I have been working on an Excel file and looking out to find out accuracy percentage by using Fuzzy match / any other method from another sheet using an dataframe. Matching other column values using one column having unique values.
Input values:
Sheet 1
identity_no address Pincode company_name
IN2231 Delhi, Indi 110030 AXN pvt Ltd
UK654 London, Uk 897653 Aviva Intl Ltd
SL1432 Colombo, Srilanka 07658 Ship Incorporations
LK0678 Libya, Sns 5674332 Oppo Mobiles pvt ltd
Master Data Sheet 2
identity_no address Pincode company_name
IN2231 Delhi, India 110030 AXN pvt Ltd
UK654 London, Uk 897653 Aviva Intl Ltd
SL1432 Colombo, Srilanka 07658 Ship Incorporations
Looking out to map the column values from Master Data Sheet 2 and update the values into Sheet 1 only when matching accuracy percentage is more than 75% . based on identity_no. Also if any identity_no is not present in Sheet 2, We also need to update into sheet 2.

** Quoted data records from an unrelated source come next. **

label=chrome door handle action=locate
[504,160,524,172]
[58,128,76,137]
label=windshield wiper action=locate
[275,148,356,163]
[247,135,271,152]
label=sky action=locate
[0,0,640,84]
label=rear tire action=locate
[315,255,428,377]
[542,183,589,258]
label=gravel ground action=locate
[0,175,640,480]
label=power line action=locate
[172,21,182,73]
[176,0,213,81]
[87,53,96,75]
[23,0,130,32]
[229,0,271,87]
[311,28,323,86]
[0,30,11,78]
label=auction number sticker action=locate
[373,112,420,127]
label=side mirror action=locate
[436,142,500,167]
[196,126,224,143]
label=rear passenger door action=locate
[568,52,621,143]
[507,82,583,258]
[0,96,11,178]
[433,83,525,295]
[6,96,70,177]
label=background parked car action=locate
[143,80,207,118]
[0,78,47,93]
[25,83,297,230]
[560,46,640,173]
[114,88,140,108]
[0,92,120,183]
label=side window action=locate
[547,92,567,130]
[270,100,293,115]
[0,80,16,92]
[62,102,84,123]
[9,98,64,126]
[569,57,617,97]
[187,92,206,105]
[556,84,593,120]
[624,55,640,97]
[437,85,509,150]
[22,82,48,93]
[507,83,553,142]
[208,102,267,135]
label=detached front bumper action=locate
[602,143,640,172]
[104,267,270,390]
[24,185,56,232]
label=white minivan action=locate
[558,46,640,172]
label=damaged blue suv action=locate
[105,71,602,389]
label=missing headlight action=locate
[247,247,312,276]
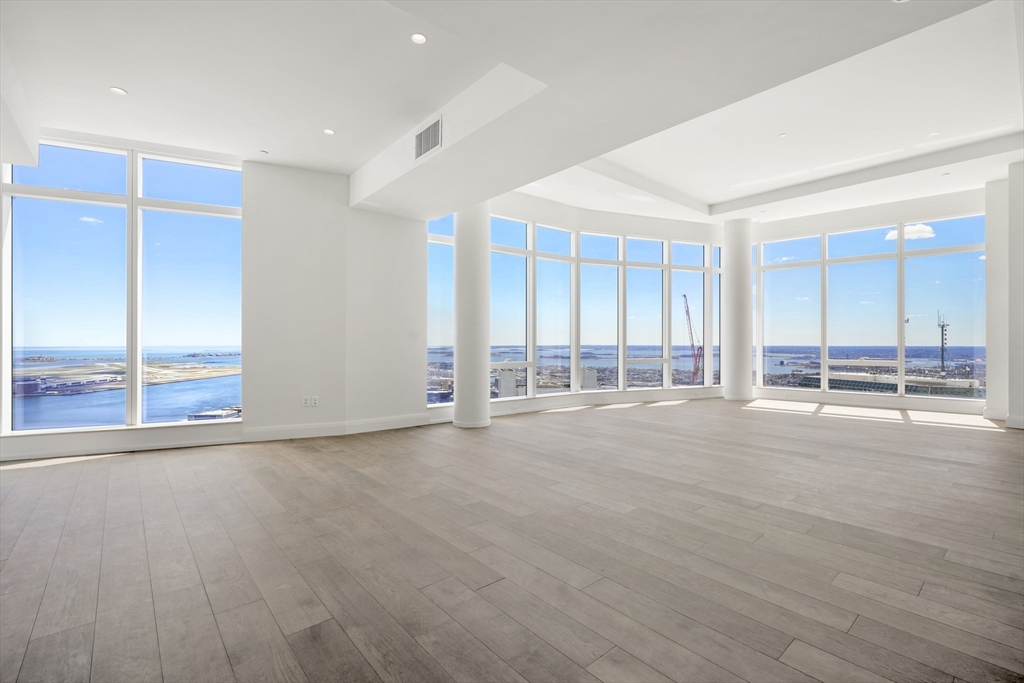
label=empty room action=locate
[0,0,1024,683]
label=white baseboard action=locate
[345,413,430,434]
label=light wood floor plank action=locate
[0,401,1024,683]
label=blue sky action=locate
[12,145,242,348]
[763,216,985,346]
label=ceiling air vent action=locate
[416,119,441,159]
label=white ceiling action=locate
[521,1,1024,220]
[0,0,980,218]
[0,0,498,174]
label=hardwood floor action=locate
[0,400,1024,683]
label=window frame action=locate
[479,218,722,402]
[0,138,244,436]
[754,216,988,401]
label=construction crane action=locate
[683,294,703,386]
[936,311,949,373]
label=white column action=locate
[984,180,1010,420]
[721,218,754,400]
[992,162,1024,429]
[454,202,490,428]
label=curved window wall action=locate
[427,216,720,404]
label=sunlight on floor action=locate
[818,405,903,422]
[0,453,128,470]
[743,398,1006,431]
[594,403,641,411]
[541,405,590,413]
[743,398,820,415]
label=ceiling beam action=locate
[711,132,1024,216]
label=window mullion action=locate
[896,221,906,396]
[125,151,142,426]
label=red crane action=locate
[683,294,703,385]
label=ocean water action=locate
[12,375,242,429]
[11,347,242,429]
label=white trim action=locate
[754,387,985,415]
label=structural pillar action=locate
[984,179,1010,420]
[1003,162,1024,429]
[453,202,490,428]
[721,218,754,400]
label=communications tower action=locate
[936,311,949,372]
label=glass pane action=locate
[580,264,618,391]
[142,211,242,422]
[626,268,662,358]
[11,197,128,429]
[823,365,899,394]
[904,252,985,398]
[826,226,898,258]
[537,225,572,256]
[903,215,985,251]
[537,258,571,393]
[490,252,526,362]
[827,260,898,393]
[427,243,455,403]
[763,266,821,387]
[580,232,618,261]
[427,213,455,238]
[490,368,527,398]
[626,362,664,389]
[762,237,821,265]
[672,270,703,386]
[490,216,526,249]
[672,242,703,266]
[828,259,899,360]
[711,274,722,386]
[142,159,242,208]
[626,238,665,263]
[11,144,128,195]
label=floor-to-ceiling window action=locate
[427,215,455,404]
[428,216,721,403]
[758,215,985,398]
[490,216,536,398]
[3,144,242,430]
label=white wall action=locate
[242,163,427,440]
[345,205,427,433]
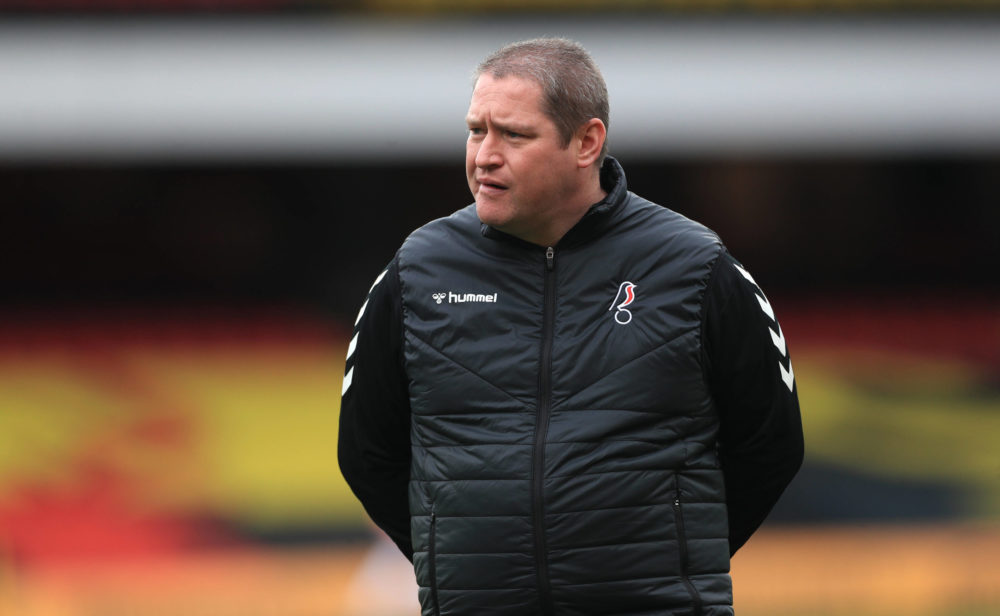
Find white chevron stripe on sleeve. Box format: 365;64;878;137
368;269;389;293
733;263;760;288
755;294;778;323
778;360;795;391
354;299;368;325
347;332;360;359
340;366;354;397
768;321;788;357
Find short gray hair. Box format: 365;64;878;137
475;38;610;163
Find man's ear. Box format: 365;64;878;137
576;118;608;168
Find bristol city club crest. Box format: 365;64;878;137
608;280;635;325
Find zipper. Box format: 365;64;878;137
674;494;701;616
427;508;441;616
531;246;556;615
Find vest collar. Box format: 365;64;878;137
481;156;628;248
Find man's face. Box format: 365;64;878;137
465;74;580;243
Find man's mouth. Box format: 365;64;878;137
479;180;507;190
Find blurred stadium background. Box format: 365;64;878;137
0;0;1000;616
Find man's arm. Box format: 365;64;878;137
337;254;413;560
702;248;804;554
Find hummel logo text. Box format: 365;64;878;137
431;291;500;304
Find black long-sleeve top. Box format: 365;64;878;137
338;252;803;559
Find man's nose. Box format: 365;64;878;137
476;131;503;167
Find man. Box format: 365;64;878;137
339;39;803;616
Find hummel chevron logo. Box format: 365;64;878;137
431;291;500;304
733;263;795;391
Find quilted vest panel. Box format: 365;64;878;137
399;193;732;616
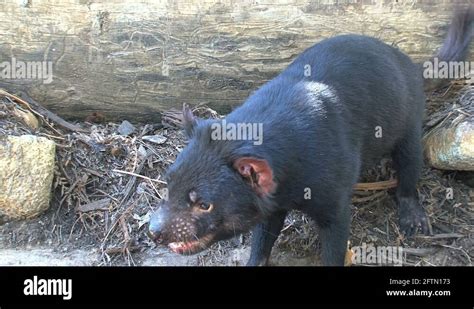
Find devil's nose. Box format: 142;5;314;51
148;208;165;240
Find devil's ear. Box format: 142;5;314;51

I have tried to use Fuzzy match bot couldn't worked
Script i have been trying to use so far is
df = pd.read_excel(open(r'input.xlsx', 'rb'), sheet_name='sheet1')
df2 = pd.read_excel(open(r'master_data.xlsx', 'rb'), sheet_name='sheet2')
from difflib import SequenceMatcher
lst = df2[['identity_no','address', 'Pincode', 'company_name']]
def closest(s):
highest = 0
result = ''
for i in lst:
temp = SequenceMatcher(None, s, i).ratio() #Similarity Ratio
if temp > highest:
highest = temp
result = i
return result
How to check for the matching accuracy percentage and only execute the further process when it is more than 75%
df[['identity_no','address', 'Pincode', 'company_name']] = df[['identity_no','address', 'Pincode', 'company_name']] .apply(lambda x: closest(x))